In the final week leading to the group presentation, I was surprised at how proactive and motivated every group member became. I don’t know whether it was the deadline pressure but our group seemed to be in the “performance stage” where members work cohesively to achieve the set team objectives and goals (Tuckman, 1965; Zastrow, 2009). We deliberated and agreed that the outline of our session will include; introducing ourselves, confidentiality, group rules, group goals, icebreaker, discuss content of program and evaluation. Subsequently, we began practicing the role play. Initially, most of our group members were nervous but the more they internalised and practiced their roles, the more they became confident (White, 2009).

Generally working on this group task was challenging nevertheless, it provided invaluable learning experiences. Through this experience, I learnt that leadership is paramount in order to realise success. A group leader not only plays an important role in facilitating the group activities but also provides direction and guidance to group members. A group leader also ensures that the group has clear and specific goals and guides members towards the realisation of these goals (Shaw, 2005). By reflecting on Tuckman’s theory on team development, I also realised that since the other group member had known each other and had worked together before, they had already formed their own group culture mainly characterised by complacency and doing things at the last minute. Therefore, as an outsider it was a bit difficult for me to understand and adjust to how they work. Despite of the problems and resistance in the initial stages of the group, in the end I believe I formed a good rapport with some members.

References

Allen, B. (1995). «Diversity and Organizational Communication». Journal of Applied Communication Research 23 (2): 143–155.
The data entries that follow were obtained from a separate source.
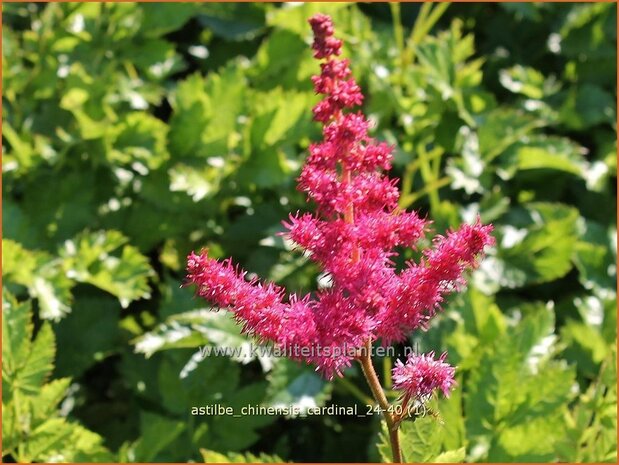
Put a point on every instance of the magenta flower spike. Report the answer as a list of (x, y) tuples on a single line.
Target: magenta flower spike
[(352, 236)]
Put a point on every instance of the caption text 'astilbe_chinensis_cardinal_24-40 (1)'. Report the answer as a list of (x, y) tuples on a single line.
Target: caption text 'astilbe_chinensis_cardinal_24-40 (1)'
[(352, 236)]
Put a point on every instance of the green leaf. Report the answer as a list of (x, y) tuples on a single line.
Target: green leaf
[(527, 81), (104, 260), (138, 139), (57, 440), (233, 21), (216, 333), (421, 440), (89, 334), (41, 274), (543, 152), (292, 384), (162, 18), (451, 456), (26, 364), (211, 456), (587, 105), (536, 247), (157, 433)]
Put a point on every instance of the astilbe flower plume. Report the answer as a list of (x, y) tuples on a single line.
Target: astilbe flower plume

Forsyth, D. (2009). Group Dynamics. London: Cengage Learning.

Gonzalez-Prendes, A. & Brisebois, K. (2012). ‘Cognitive-Behavioural Therapy and Social Work Values: A Critical Analysis’. Journal of Social Work Values & Ethics, 9 (2), 21-32.

Hofmann S.G. (2011). An Introduction to Modern CBT. Psychological Solutions to Mental Health Problems. Chichester, UK: Wiley-Blackwell

Shaw, K.A. (2005). The Intentional Leader. New York: Syracuse University Press.

Tuckman, B. (1965). ‘Developmental sequence in small groups’. Psychological Bulletin 63(6):384-399.

White, A. (2009). From Comfort Zone to Performance Management. New York: White & MacLean Publishing

Zastrow, C. (2009). The Practice of Social Work: A Comprehensive Worktext. London: Cengage Learning.